Sans casier judiciaire, pas de récidive
Quant aux statistiques, le Compte de l’administration de la justice criminelle enregistre les chiffres du crime depuis 1825 et, parmi ces chiffres, un chapitre spécial est consacré à la récidive. Or les taux de récidive augmentent au cours du siècle: de 28% des accusés en 1850 à 50% en 1879. Un accusé sur deux est alors en situation de récidive, souligne l'historien Jean-Lucien Sanchez. «La statistique criminelle, en dégageant la constante de la récidive, fait apparaître un nouveau visage du crime: le délinquant incorrigible.» Et, témoigne du caractère criminogène de la prison. On distingue alors le criminel par accident, à qui il faudra laisser une chance en lui évitant la prison avec le sursis introduit en 1891, et le criminel par habitude, irrécupérable.
Pour traiter la récidive, qui devient une véritable obsession, et face à l'échec des prisons, la IIIe République décide de déporter ces criminels incorrigibles dans les confins de son empire colonial. C'est la loi de 1885 sur la relégation des récidivistes. Dans un contexte électoral où la droite accuse les républicains opportunistes au pouvoir d'être le parti des libertés au détriment de l'ordre, ces derniers décident de prouver l'intérêt qu'ils portent aux questions sécuritaires en votant cette loi. Les récidivistes seront soumis à un internement perpétuel dans les colonies de Nouvelle-Calédonie et de Guyane.
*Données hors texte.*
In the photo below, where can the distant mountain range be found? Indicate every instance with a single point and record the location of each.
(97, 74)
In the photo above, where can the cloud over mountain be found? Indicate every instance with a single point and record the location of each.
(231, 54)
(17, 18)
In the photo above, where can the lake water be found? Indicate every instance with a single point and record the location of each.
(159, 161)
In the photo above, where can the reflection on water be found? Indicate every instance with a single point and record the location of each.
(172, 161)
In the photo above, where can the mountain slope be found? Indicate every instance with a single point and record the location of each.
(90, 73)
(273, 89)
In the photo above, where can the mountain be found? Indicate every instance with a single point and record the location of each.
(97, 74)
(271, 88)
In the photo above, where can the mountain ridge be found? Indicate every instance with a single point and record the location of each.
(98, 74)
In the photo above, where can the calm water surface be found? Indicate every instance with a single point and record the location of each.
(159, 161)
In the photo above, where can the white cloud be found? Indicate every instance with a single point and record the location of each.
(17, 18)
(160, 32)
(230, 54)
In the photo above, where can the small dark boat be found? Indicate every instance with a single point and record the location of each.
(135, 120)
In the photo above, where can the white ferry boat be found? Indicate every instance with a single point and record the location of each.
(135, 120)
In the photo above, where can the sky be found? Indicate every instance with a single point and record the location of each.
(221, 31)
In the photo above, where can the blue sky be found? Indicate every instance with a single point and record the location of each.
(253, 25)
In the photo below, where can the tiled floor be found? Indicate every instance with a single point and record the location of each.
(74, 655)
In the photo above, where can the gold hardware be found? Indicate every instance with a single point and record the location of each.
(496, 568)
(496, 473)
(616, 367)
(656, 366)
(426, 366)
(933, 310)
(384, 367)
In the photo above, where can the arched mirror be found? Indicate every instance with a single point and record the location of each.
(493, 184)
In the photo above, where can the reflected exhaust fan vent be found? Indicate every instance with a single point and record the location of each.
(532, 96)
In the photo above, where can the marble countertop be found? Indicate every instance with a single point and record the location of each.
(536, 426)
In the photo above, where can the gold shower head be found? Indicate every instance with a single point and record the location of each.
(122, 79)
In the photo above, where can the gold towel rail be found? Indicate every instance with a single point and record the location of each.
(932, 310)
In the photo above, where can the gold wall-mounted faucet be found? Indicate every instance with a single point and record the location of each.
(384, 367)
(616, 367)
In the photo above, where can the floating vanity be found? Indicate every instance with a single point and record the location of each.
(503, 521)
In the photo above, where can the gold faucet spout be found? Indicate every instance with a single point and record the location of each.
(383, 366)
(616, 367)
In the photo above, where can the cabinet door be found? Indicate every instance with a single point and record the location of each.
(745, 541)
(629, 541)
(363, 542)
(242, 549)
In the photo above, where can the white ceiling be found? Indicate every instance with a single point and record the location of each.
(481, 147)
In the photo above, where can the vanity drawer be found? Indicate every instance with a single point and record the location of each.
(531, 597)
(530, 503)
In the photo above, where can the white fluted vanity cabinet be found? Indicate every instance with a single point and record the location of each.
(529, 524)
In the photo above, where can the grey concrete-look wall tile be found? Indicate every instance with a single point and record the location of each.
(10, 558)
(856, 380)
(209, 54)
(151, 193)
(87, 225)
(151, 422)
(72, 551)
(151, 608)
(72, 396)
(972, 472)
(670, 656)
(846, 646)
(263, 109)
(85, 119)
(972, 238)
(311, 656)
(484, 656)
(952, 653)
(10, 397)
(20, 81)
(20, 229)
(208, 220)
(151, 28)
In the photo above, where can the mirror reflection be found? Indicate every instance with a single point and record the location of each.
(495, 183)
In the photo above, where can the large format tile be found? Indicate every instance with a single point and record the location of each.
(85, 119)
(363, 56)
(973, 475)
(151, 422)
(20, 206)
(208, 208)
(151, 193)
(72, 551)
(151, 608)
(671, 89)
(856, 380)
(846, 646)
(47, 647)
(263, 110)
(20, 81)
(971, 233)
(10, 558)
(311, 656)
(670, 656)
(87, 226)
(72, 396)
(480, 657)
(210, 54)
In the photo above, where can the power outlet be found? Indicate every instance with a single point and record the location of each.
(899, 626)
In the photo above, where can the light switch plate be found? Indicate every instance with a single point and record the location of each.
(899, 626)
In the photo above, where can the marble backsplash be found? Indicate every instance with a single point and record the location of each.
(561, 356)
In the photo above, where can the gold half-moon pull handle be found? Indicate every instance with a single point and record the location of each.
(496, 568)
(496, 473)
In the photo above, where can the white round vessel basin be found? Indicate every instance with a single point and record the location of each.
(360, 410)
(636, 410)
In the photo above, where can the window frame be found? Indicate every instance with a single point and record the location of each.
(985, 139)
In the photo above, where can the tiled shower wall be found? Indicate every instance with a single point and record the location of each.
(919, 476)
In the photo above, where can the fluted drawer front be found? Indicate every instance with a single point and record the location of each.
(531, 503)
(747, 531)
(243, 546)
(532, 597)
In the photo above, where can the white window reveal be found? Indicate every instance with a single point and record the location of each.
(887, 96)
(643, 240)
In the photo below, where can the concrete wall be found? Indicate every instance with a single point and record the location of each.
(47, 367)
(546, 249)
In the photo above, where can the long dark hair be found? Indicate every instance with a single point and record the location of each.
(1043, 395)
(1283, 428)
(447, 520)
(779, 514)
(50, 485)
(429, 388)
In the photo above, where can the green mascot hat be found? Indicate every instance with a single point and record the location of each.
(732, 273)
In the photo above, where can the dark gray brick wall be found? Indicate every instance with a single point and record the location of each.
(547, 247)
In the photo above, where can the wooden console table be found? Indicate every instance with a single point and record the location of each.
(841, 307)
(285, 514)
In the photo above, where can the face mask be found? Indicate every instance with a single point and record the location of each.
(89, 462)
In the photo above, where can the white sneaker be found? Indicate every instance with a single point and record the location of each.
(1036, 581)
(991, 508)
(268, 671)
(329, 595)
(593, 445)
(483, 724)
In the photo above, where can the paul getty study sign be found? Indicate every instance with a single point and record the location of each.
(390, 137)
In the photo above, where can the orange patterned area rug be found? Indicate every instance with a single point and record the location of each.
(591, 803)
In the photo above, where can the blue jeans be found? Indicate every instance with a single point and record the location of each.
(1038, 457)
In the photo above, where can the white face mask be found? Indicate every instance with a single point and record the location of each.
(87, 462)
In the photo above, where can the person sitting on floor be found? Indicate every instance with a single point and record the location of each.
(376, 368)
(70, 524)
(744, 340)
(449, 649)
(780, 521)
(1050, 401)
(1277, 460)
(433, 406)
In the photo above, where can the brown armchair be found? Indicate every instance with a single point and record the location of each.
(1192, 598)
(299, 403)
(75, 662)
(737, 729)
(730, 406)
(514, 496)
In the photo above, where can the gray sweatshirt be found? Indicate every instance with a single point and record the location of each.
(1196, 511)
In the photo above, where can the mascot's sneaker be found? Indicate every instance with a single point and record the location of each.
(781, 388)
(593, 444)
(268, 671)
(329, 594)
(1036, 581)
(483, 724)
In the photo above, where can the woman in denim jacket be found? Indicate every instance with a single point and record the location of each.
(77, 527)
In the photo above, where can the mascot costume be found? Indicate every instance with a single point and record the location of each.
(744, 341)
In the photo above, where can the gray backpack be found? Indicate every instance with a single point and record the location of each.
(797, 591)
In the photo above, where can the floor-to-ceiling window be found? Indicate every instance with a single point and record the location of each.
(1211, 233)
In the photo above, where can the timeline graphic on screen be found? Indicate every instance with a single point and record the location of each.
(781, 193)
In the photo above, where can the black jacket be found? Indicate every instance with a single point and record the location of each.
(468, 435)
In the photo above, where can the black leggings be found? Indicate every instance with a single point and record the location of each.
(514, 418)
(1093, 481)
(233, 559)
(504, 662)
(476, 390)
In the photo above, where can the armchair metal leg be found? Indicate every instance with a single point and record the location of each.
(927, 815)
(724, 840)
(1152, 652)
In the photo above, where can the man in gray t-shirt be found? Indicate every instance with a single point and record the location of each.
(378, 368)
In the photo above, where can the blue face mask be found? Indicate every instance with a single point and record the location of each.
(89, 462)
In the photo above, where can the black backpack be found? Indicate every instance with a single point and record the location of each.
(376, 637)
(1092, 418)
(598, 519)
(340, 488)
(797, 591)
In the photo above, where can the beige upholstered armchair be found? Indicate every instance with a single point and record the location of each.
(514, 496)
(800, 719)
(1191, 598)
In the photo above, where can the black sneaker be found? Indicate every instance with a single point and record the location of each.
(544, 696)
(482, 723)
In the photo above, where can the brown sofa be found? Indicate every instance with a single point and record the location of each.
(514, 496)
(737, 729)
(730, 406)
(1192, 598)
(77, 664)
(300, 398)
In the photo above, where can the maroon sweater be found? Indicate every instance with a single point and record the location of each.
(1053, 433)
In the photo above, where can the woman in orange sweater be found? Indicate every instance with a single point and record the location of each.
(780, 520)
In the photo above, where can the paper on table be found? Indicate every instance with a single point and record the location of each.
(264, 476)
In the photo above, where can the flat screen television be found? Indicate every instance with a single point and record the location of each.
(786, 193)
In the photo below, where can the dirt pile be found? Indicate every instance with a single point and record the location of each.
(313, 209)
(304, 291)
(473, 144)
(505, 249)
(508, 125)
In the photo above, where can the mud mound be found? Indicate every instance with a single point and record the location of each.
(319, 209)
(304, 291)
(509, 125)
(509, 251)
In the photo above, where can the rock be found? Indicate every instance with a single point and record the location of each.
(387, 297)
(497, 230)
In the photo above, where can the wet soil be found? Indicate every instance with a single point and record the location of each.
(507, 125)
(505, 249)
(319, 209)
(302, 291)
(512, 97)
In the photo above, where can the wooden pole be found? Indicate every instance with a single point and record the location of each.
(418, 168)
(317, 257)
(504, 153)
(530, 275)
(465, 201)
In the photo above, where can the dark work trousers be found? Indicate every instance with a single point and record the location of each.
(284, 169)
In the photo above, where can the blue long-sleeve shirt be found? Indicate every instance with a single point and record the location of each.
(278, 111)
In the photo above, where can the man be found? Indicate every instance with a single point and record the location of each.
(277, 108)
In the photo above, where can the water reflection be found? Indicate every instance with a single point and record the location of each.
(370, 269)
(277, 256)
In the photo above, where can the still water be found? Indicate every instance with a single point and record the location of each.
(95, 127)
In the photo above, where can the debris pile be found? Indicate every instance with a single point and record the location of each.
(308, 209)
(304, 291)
La loi fixe un nombre de peines au-dessus duquel la personne est considérée comme irrécupérable. Par exemple, quatre condamnations pour vol ou escroquerie à plus de trois mois de prison. Le vagabondage, considéré comme l'antichambre du crime, fait aussi partie des délits passibles de la relégation, si répété à plusieurs reprises. «Ce qui importe, ce n’est pas tant la gravité de l’acte produit, mais le fait de répéter et de persévérer dans le crime. Cet état criminel, même lorsqu’il s’agit d’infractions mineures comme le vagabondage ou le vol simple, indique un degré de dangerosité de l’individu et son insensibilité à l’amendement classique», explique l'historien Jean-Lucien Sanchez, auteur d'une thèse sur le bagne guyanais de Saint-Jean-du-Maroni.
En tout 16.000 personnes furent déportés en Guyane jusqu'en 1938 et 10 000 en Nouvelle-Calédonie, où la relégation fut interrompue plus tôt, en 1897. Après la fermeture des bagnes coloniaux, cette loi continua à être appliquée jusqu'en 1970 dans les maisons centrales de métropole.
Au cours des années 2000, la question de la récidive a fait un retour fracassant sur la scène publique: lois sur le bracelet électronique en 2005, peines plancher en 2007, la rétention de surêté en 2010. Mais les enjeux ont peu vieilli en deux siècles et la question du traitement de la récidive n'est toujours pas résolue. La réforme pénale de Christiane Taubira continuera, à n'y pas douter, à écrire cette histoire.